Leaving the Badlands and North Dakota in August, I took Highway 2 and cycled west into Montana, Big Sky Country. More than three months on the road without much of a break meant that riding had become a Herculean effort, mentally and physically. My legs were empty and constant glances at the speedometer only revealed bad news. I was going nowhere slowly. The air was muggy and infested with mosquitoes that showed no mercy. If I didn’t keep moving above a certain speed their sharp stings drew blood, forcing me to pedal faster as if stuck on some infernal exercise machine. Unable to shake off the permanent exhaustion that hung over me and with nowhere to stop and rest properly, my mood darkened.
I was also stuck in a culinary groundhog day. Breakfast, lunch and dinner, day after day, I was eating alone at the same table in the same diner. The same waitress was taking the same order from the same clipart-decorated menu with the same false smile and around me the same old farmers were having the same conversation about the same crops. Arriving in the small town of Williston on the border with Montana, I threw up my tent in the town park and, just about mustering the effort to get undressed, I climbed inside and collapsed, exhausted.

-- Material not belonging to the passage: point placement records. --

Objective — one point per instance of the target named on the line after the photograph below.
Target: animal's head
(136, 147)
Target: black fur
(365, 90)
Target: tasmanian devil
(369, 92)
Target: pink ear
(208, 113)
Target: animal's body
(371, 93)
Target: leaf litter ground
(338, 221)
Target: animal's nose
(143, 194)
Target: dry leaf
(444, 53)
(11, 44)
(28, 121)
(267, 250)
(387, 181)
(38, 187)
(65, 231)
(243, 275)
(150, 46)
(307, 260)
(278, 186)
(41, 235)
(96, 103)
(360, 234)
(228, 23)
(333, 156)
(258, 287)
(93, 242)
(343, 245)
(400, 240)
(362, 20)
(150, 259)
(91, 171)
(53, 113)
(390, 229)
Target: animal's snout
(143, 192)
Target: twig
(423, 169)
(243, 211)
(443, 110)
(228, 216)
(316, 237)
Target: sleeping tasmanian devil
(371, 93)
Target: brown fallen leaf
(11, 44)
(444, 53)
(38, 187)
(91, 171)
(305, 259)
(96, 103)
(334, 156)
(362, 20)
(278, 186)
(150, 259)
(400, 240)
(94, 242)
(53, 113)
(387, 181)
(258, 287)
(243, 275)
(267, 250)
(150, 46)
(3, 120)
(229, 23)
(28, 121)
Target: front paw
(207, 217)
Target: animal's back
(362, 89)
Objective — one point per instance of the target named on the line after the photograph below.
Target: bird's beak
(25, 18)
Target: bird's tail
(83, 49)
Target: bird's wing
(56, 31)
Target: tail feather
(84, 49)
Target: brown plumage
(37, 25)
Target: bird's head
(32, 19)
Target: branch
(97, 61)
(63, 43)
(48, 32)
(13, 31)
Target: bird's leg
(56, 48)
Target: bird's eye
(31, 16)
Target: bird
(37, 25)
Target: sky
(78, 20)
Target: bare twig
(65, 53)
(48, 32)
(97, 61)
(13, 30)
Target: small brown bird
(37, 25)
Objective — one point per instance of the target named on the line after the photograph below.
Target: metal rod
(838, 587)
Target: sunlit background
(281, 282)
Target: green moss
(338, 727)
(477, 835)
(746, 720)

Waking from a deep sleep and not quite knowing where you are or what’s going on can be a wonderful feeling. Waking like this to find a hard object growing into your back through the floor of your tent is a little confusing, and when this unknown growing object begins to gush water, you panic. Dazed and half asleep I scrambled about, trying to work out what was going on. Was it an animal, a giant insect, some alien being? After releasing a long, profane outburst, I began to piece together what was going on. This scene, a nasty cross between Alien and Titanic , had resulted from me pitching my tent on the town park’s sprinkler system.